Wednesday, November 27, 2013

I doubt the long term interest rate trends will change any time soon.



Today and tomorrow I am conducting a 2 Day LTG GoldRock Private Masterclass with 10 Traders here in Melbourne and we have this morning been discussing the long term interest rate trends of Central Banks and how they affect currency values. I don't believe you should fight against Central Bank trends. Let me give you a broad example below.

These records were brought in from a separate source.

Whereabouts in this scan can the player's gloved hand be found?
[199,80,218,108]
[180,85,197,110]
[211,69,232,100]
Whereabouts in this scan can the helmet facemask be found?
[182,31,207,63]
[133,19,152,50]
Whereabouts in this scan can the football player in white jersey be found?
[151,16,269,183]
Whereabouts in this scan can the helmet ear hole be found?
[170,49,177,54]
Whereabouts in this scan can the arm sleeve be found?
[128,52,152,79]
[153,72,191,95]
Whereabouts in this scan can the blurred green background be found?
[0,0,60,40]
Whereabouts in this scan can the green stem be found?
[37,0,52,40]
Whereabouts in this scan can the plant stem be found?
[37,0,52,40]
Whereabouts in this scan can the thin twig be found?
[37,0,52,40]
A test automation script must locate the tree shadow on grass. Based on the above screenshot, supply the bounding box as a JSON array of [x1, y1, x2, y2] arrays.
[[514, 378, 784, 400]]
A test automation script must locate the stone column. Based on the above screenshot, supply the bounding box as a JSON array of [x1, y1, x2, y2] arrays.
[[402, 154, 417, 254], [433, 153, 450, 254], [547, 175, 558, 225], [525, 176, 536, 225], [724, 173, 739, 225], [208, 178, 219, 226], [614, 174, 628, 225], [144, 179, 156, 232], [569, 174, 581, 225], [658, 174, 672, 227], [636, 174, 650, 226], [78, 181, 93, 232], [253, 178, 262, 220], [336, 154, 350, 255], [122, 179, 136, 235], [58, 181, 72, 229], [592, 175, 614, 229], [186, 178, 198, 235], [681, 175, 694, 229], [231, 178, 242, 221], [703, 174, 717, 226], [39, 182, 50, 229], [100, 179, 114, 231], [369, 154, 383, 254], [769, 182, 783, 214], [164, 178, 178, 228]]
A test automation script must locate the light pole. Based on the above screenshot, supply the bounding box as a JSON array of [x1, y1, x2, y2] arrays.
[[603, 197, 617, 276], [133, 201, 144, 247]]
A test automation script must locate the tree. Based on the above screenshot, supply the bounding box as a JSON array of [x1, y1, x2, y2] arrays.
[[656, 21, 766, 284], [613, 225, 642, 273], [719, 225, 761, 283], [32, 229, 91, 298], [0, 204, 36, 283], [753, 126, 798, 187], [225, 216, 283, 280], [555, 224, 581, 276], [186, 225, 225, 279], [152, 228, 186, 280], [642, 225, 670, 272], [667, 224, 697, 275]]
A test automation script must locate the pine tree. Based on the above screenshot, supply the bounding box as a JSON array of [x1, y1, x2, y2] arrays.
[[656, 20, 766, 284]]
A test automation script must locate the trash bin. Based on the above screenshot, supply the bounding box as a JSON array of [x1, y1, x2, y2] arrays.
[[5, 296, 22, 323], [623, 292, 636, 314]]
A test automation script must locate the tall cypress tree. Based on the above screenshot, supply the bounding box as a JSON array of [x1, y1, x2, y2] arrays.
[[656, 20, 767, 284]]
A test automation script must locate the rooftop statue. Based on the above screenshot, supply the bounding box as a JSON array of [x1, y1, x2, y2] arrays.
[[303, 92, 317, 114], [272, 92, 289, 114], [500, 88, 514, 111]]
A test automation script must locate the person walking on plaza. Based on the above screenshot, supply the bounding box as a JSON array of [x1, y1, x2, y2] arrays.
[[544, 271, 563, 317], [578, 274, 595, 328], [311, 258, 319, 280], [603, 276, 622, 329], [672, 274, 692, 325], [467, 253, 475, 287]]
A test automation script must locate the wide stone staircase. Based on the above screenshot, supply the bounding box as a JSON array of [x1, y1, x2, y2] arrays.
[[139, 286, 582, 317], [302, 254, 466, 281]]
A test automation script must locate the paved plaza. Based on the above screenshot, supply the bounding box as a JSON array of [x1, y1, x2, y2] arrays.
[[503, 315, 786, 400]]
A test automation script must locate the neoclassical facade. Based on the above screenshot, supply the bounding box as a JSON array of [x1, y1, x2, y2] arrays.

- Australian Dollar.  The RBA has been lowering interest rates as the economy has been weakening and finally the AUD fell from its highs once the spot light showed Australia had a generally weakening economy and interest rates were predicted to go lower. But what has been more forceful in directing the Aussie Dollar lower and higher at times has been interest rate predictions and stimulus predictions of the US Federal Reserve. One thing is clear the Australian Dollar is moving steadily lower as trader’s price in potentially higher interest rates in the USA in 2014.

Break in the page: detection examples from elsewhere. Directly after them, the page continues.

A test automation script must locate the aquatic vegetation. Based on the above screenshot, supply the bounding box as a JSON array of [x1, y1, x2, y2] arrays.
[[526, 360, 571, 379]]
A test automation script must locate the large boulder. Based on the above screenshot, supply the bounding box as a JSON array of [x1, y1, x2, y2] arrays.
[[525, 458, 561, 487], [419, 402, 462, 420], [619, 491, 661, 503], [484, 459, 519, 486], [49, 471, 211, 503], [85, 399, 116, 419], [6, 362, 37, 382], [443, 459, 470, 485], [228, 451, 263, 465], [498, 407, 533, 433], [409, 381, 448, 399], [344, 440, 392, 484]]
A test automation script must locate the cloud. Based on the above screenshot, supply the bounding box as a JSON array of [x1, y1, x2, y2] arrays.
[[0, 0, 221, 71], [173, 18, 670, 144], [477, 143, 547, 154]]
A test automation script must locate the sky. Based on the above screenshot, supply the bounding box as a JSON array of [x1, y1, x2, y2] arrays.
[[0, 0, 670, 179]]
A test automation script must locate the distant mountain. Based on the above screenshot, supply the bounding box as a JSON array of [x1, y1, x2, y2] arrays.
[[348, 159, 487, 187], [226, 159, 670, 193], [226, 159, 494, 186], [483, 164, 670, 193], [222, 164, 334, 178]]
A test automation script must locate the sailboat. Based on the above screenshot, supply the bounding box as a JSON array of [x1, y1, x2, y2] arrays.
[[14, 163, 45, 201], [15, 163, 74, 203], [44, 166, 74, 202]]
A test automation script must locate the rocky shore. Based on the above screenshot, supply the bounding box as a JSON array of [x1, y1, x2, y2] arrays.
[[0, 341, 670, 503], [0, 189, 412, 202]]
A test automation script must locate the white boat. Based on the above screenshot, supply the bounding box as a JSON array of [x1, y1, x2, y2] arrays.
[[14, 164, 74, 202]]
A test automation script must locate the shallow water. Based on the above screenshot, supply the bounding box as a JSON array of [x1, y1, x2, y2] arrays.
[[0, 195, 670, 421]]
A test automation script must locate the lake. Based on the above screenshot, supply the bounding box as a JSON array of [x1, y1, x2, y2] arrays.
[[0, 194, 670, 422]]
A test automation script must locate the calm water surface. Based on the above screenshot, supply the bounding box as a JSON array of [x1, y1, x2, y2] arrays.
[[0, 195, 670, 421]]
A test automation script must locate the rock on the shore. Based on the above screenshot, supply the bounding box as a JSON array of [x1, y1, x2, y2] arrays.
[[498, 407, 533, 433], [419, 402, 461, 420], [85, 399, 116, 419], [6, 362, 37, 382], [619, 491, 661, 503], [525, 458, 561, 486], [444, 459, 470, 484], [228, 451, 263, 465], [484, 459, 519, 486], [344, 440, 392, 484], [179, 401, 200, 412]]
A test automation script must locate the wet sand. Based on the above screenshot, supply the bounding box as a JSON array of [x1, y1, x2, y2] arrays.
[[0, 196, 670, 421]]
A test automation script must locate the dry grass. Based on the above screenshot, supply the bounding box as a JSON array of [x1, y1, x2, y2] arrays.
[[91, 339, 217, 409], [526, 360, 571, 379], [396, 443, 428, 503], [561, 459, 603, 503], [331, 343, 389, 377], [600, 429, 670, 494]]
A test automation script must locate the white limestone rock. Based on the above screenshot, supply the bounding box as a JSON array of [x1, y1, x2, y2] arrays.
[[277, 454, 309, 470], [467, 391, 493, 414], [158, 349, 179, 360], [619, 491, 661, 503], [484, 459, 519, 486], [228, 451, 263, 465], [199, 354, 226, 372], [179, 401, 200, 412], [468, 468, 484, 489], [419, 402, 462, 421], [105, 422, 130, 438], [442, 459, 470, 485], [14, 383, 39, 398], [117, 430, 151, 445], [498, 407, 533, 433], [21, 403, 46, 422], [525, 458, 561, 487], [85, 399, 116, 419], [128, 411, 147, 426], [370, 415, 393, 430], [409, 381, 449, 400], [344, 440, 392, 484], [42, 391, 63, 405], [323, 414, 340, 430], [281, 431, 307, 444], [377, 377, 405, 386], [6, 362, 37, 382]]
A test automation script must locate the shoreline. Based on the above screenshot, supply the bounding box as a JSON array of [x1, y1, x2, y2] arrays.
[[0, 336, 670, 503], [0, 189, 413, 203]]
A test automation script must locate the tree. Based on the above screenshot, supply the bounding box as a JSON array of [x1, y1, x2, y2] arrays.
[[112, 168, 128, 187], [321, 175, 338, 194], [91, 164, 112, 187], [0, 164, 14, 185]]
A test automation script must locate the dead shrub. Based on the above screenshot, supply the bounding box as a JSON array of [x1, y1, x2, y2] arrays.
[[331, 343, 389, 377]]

- British Pound.  The Bank of England has said many times that it will likely put interest rates up once unemployment reaches 7% or below. So every time the UK gets a positive economic data announcement that points towards potential job creation, up goes the Pound as trader’s price in potentially higher interest rates long term.

- US Dollar.  The US Fed has interest rates at 0% and also has a stimulus program of $85 Billion a month it is injecting into the economy. This money printing has devalued the USD over the past few years but as the US economy appears to have now turned the corner and is steadily improving jobs are also being created. The US Fed has said it will likely slow the stimulus or raise interest rates once unemployment reaches 6.5% and growth improves. However what the market is fascinated with is when the US Fed will stop or slow printing money because when they do the US Dollar and interest rates are likely to rise in value.

It can be extremely helpful as a trader to understand what interest rates are likely to do to a major currency over the coming 6 - 12 months. In the case of the US Dollar, interest rates there are likely to go up and in the case of the Aussie Dollar interest rates and the economy is now pointing lower.

So how can you take advantage of this? One strategy which I would hold no objections to is trading a currency that has the likelihood of the interest rate in that country rising and trading it against a country that has the likelihood of interest rates and the economy is falling. An example of this right now would be short AUDUSD and short AUDNZD. The base currency is the Aussie Dollar in both examples and the cross currency the USD and the NZD. The AUD has the potential of lower interest rates and a weakening economy and the US has the potential of higher interest rates and an improving economy and so does New Zealand.

The most influencing factor in a currency value is what the collective market thinks about where interest rates will be for that currency in the next 6 months.